Summary Statistics from Chain
Summary Statistics
parameters mean std naive_se mcse ess r_hat
────────── ──────── ────── ──────── ─────── ──────── ──────
Ac[1] -0.0251 0.1477 0.0148 missing 4.3478 5.2349
Ac[2] -0.1174 0.0974 0.0097 missing 4.3478 2.6193
Ac[3] 0.6177 0.1791 0.0179 missing 4.3478 5.6394
Arb[1] 13.4318 0.1326 0.0133 missing 4.3478 2.9643
Arb[2] 0.7188 0.1091 0.0109 missing 4.3478 3.3800
Arb[3] 47.0745 0.4903 0.0490 missing 4.3478 7.1403
Arb[4] 1.4287 0.4006 0.0401 missing 4.3478 4.4474
Arb[5] 0.0224 0.0851 0.0085 missing 4.4266 2.1120
Arb[6] -26.9109 0.7010 0.0701 missing 4.3478 8.8497
Arb[7] 6.1686 0.1536 0.0154 missing 4.4141 2.4206
Arb[8] -26.8714 0.0891 0.0089 missing 4.3478 3.1630
Arb[9] 0.6893 0.1505 0.0151 missing 4.3478 4.4602
Arb[10] 3.3334 0.1706 0.0171 missing 4.3478 4.2515
Arb[11] 7.5663 0.0646 0.0065 missing 6.5470 1.4389
Arb[12] -9.2274 0.3382 0.0338 missing 4.3478 4.2497
...
Obviously, I’d like to do some plots to see what’s going on. For example a simple timeseries plot of several parameters. Of course, MCMCChains has this build in right?
plot(chain)
leads to the following window opening:
As well you might expect. The model has ~ 100 parameters, and you can’t possibly plot them all meaningfully on one plot.

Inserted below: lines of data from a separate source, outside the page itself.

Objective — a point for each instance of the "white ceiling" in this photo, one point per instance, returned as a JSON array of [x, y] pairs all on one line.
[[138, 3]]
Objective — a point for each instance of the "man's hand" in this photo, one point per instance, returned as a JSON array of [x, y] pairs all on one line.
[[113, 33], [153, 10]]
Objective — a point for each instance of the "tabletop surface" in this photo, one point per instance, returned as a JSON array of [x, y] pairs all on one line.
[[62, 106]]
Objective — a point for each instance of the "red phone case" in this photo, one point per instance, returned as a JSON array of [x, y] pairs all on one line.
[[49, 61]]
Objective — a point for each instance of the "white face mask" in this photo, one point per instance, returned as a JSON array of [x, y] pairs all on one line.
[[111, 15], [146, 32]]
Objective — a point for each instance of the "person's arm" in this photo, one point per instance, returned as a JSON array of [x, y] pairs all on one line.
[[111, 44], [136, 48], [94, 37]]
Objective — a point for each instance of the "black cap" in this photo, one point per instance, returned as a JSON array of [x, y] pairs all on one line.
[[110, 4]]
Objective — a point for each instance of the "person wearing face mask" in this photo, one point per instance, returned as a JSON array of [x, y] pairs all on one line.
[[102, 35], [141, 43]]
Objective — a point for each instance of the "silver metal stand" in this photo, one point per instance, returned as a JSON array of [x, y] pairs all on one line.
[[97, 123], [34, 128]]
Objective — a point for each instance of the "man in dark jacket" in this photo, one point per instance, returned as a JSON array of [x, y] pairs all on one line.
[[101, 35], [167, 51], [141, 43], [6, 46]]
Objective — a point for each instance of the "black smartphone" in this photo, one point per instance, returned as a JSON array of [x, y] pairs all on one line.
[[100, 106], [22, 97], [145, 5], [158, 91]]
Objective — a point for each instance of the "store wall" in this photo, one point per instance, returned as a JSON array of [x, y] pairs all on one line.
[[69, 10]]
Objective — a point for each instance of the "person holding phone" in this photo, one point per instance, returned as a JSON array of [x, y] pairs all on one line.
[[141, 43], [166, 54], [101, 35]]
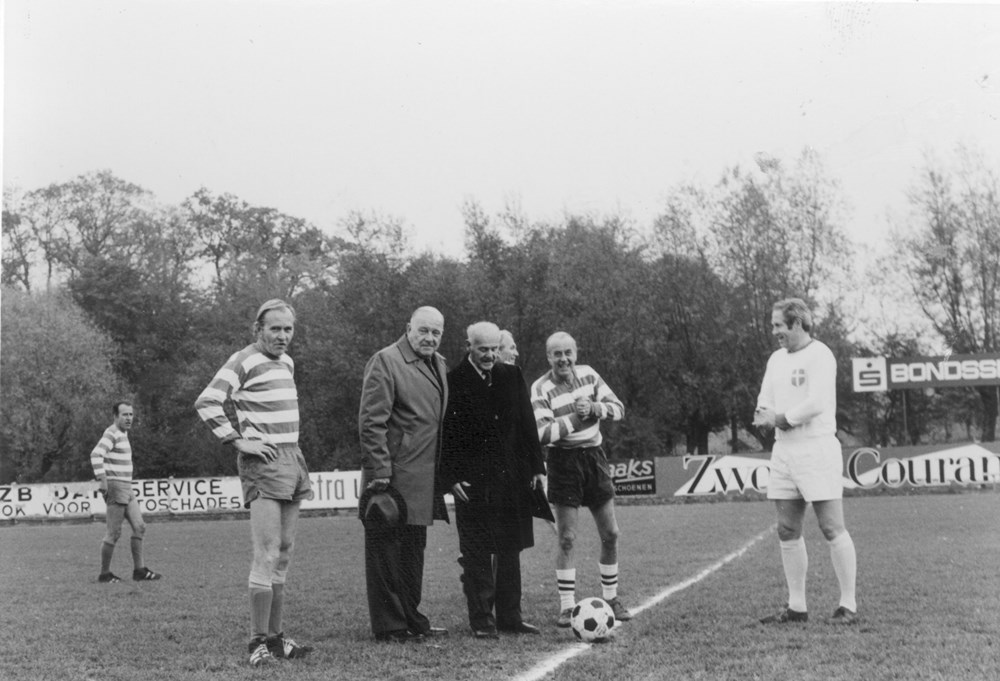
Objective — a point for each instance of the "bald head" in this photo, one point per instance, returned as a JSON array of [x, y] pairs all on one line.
[[424, 331], [483, 343]]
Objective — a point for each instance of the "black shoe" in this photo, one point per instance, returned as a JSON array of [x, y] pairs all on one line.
[[282, 646], [521, 628], [784, 616], [843, 616], [401, 636], [145, 575]]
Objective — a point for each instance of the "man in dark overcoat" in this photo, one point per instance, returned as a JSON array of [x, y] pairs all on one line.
[[403, 398], [492, 462]]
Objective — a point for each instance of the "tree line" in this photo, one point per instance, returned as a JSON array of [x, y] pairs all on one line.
[[109, 295]]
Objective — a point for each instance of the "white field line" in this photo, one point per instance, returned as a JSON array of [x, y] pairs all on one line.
[[551, 663]]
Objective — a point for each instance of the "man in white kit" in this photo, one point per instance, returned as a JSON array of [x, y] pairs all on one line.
[[798, 398]]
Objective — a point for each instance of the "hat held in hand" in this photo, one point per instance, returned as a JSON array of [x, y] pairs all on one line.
[[382, 509]]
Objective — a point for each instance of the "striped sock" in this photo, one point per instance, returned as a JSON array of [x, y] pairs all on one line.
[[609, 580], [566, 580]]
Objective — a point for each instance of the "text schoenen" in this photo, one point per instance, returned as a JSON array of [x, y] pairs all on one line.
[[622, 613], [520, 628], [786, 615], [259, 654], [843, 616], [401, 636], [145, 575], [283, 647], [565, 618]]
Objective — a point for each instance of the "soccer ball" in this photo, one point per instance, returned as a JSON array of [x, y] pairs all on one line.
[[592, 620]]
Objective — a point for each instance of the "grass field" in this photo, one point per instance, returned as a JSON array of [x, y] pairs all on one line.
[[929, 597]]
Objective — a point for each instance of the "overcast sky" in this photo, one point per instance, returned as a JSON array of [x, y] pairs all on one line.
[[409, 108]]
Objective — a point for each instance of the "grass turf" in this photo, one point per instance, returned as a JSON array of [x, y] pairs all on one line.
[[929, 598]]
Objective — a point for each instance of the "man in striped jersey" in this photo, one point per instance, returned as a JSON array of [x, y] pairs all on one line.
[[569, 402], [508, 348], [112, 462], [263, 427]]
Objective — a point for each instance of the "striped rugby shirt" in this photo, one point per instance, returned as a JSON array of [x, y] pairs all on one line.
[[112, 457], [262, 391], [555, 414]]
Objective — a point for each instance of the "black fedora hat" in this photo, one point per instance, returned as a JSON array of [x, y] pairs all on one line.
[[382, 509]]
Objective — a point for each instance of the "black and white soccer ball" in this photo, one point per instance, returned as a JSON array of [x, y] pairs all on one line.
[[592, 620]]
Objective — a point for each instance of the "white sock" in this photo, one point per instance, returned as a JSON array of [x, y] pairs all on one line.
[[609, 580], [795, 560], [566, 579], [845, 565]]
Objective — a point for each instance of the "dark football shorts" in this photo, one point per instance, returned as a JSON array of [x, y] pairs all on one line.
[[579, 477], [119, 492], [284, 479]]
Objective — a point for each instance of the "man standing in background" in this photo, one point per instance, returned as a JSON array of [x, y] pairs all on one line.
[[259, 384], [569, 403], [112, 462], [798, 398], [403, 398], [491, 460]]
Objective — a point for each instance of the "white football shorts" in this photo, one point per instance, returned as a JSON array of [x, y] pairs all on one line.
[[810, 469]]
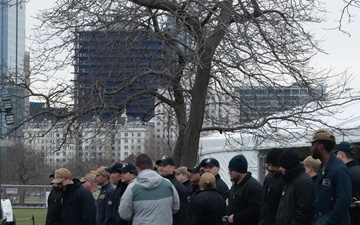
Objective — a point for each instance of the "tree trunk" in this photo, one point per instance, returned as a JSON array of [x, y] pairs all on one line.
[[196, 117]]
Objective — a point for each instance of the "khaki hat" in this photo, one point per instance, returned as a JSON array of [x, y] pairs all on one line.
[[101, 171], [60, 175], [182, 170], [88, 177], [314, 163], [322, 134]]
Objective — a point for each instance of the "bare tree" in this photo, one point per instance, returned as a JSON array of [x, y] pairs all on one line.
[[209, 50], [23, 165]]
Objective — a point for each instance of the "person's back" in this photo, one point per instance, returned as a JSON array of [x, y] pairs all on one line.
[[208, 207], [53, 216], [78, 205], [150, 198], [272, 188], [333, 190]]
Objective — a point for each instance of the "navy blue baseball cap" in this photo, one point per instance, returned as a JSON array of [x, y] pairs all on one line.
[[346, 147], [129, 167], [195, 169], [166, 160], [210, 162], [114, 168]]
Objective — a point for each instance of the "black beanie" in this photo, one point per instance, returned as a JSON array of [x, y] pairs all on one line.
[[288, 159], [273, 155], [238, 163]]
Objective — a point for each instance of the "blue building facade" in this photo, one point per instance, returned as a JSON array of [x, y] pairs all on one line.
[[12, 58], [117, 70]]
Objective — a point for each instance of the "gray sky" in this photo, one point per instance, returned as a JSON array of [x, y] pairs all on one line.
[[343, 50]]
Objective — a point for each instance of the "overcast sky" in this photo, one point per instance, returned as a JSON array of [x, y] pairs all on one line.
[[343, 50]]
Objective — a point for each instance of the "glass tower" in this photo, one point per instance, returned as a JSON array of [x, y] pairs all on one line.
[[12, 59]]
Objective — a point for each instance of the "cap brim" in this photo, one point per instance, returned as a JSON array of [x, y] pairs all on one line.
[[57, 180], [161, 161]]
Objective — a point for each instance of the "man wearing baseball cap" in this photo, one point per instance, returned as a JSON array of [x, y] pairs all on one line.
[[333, 190], [346, 152], [167, 170], [115, 179], [78, 205], [105, 202], [195, 175], [311, 166], [212, 165], [244, 202], [272, 188]]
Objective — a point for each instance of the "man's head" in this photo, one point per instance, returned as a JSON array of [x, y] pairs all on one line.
[[166, 165], [88, 181], [102, 176], [182, 174], [194, 174], [322, 142], [210, 165], [128, 173], [115, 173], [272, 164], [346, 151], [207, 181], [237, 168], [311, 165], [288, 160], [62, 177]]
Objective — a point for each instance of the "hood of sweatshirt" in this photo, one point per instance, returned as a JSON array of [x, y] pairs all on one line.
[[148, 179]]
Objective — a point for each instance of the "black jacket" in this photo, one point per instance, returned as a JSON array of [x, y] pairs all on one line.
[[296, 205], [179, 217], [354, 170], [272, 189], [53, 216], [221, 186], [78, 206], [245, 201], [207, 208], [119, 191], [188, 186]]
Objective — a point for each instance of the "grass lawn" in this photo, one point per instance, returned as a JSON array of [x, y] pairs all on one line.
[[24, 216]]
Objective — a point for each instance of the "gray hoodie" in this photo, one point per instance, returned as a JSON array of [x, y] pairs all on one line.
[[150, 199]]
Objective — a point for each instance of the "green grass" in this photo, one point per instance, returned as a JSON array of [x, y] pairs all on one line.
[[24, 216]]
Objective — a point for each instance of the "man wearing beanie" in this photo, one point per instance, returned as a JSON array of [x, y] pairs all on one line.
[[272, 188], [346, 152], [244, 202], [297, 200], [333, 189]]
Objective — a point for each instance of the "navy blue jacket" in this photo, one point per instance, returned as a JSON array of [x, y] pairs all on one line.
[[296, 205], [119, 191], [333, 193], [53, 216], [272, 189], [206, 208], [221, 186], [245, 201], [105, 205], [179, 218], [354, 170], [78, 207]]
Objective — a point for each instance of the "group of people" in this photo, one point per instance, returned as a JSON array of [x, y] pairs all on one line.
[[322, 189]]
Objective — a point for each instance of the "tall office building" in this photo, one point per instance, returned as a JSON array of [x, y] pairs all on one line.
[[112, 68], [12, 60]]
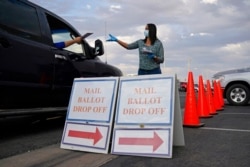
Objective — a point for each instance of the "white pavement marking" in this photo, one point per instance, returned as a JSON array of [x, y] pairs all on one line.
[[235, 113], [223, 129]]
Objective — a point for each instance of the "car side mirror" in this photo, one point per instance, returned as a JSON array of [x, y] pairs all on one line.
[[99, 49]]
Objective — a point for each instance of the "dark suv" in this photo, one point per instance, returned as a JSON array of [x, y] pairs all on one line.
[[34, 73]]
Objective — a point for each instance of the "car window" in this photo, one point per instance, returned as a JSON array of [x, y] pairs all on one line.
[[65, 35], [61, 32], [20, 19]]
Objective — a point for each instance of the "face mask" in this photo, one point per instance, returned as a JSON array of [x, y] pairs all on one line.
[[146, 33]]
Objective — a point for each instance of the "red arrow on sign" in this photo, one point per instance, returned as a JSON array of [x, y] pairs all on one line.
[[86, 135], [156, 141]]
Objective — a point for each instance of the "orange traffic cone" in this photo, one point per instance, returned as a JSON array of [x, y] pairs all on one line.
[[210, 99], [202, 107], [217, 100], [191, 117], [221, 94]]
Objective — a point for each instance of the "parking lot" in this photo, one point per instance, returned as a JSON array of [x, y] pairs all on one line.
[[222, 141]]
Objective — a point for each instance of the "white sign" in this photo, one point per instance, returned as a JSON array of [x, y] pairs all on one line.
[[92, 99], [148, 117], [140, 100], [90, 114], [150, 142]]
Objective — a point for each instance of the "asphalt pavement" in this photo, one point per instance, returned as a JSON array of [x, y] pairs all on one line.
[[224, 141]]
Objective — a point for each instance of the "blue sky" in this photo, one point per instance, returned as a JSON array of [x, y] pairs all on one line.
[[202, 36]]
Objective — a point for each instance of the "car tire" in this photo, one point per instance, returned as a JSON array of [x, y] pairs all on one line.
[[238, 95]]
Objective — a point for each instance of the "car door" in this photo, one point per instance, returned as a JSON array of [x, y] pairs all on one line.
[[26, 62]]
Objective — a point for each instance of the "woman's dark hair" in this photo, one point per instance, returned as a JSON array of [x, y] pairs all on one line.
[[152, 32]]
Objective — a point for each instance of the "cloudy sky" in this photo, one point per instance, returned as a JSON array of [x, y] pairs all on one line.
[[202, 36]]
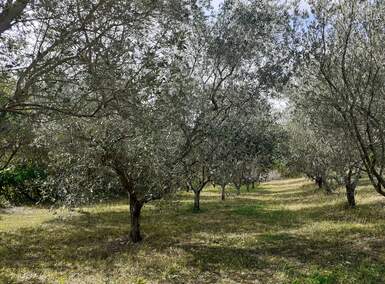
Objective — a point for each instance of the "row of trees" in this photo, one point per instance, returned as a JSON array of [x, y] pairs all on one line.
[[338, 96], [148, 96]]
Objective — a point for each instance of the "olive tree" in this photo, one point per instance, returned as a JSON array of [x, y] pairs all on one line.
[[343, 70]]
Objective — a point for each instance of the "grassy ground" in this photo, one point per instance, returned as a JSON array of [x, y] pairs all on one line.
[[281, 232]]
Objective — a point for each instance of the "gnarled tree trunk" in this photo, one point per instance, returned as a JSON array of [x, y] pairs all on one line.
[[350, 186], [197, 195], [223, 192], [135, 208]]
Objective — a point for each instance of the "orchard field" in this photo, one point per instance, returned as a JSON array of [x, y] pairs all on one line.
[[281, 232]]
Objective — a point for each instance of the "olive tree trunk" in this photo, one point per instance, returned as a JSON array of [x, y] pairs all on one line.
[[135, 209], [223, 192], [350, 186], [197, 196]]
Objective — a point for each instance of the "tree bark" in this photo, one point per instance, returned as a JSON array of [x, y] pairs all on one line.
[[319, 181], [223, 192], [238, 187], [350, 194], [135, 208], [197, 195], [350, 186]]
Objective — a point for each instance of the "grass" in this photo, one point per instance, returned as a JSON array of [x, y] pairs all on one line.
[[281, 232]]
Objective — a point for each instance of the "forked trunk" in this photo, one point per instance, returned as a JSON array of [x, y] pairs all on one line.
[[135, 208]]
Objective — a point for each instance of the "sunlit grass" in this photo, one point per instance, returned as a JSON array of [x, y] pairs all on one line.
[[281, 232]]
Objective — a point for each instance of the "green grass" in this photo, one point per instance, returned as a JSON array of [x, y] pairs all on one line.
[[281, 232]]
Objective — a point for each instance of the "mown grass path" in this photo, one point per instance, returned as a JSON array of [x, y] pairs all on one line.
[[281, 232]]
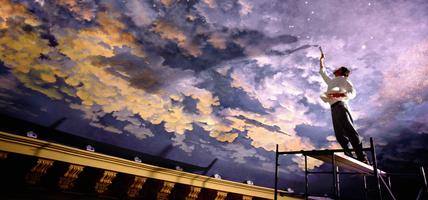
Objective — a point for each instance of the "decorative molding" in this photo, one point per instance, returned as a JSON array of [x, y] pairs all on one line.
[[13, 143], [136, 186], [66, 181], [165, 190], [106, 180], [247, 197], [220, 195], [3, 155], [40, 169], [193, 193]]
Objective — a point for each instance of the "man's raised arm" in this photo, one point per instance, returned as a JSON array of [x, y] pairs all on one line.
[[323, 73]]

In general, most of my Bayesian models have well over 10 parameters, and I’ve worked on models with tens of thousands. For example a model of economic outcomes in each of the Public Use Microdata Areas from the census. Each of those has ~ 100k people in it, and so given there are 330M people in the US, there are about 3300 PUMAs, each one needed 5 or 10 parameters to describe the local economic conditions… with geographic partial pooling, etc.
To me, the delight of Bayesian methods is that you can construct meaningful models like this which inevitably involve many parameters. What mechanisms are there to do meaningful plots by slicing and dicing the parameters into subsets etc? The examples in the MCMCChains website don’t really go beyond the basics.
Also for example: MCMCChains says:
" By convention, MCMCChains assumes that parameters with names of the form
"name[index]"
belong to one group of parameters called:name
. You can access the names of all parameters in achain
that belong to the group:name
by runningnamesingroup(chain, :name)
If the chain contains a parameter of name
:name
it will be returned as well.The function
group(chain, :name)
returns a subset of the chainchain
with all parameters in the group:name
."
But that doesn’t seem to be the case… For example in my model there’s Arb[n] for n from 1 to 40, which is the coefficients of the radial basis functions… but doing:
julia> group(chain,:Arb)
ERROR: UndefVarError: group not defined
Stacktrace:
[1] top-level scope at REPL[162]:1
[2] eval(::Module, ::Any) at ./boot.jl:331
[3] eval_user_input(::Any, ::REPL.REPLBackend) at /build/julia-pifKTc/julia-1.4.1+dfsg/usr/share/julia/stdlib/v1.4/REPL/src/REPL.jl:86
[4] run_backend(::REPL.REPLBackend) at /home/dlakelan/.julia/packages/Revise/tV8FE/src/Revise.jl:1165
[5] top-level scope at none:0
I did manage to do this:
plot(chain[:,:Arb,:])
which is apparently a way to subset the variables to those in the Arb group… but then I get:
Which is still not a usable plot.
It looks like this is useful:
plot(chain[:,[Symbol(“As[$i]”) for i in 1:10],:])
which then lets me get sort of reasonable plots… (still don’t know why it lays out with weird margins…), and shows that the NUTS sampler is not moving at all well
So, perhaps some updated info on how best to use Turing to get better mixing etc. would help. I have read through the site a fair amount, and am still not clear on how the different samplers work… like NUTS vs AdvancedHMC.NUTS etc?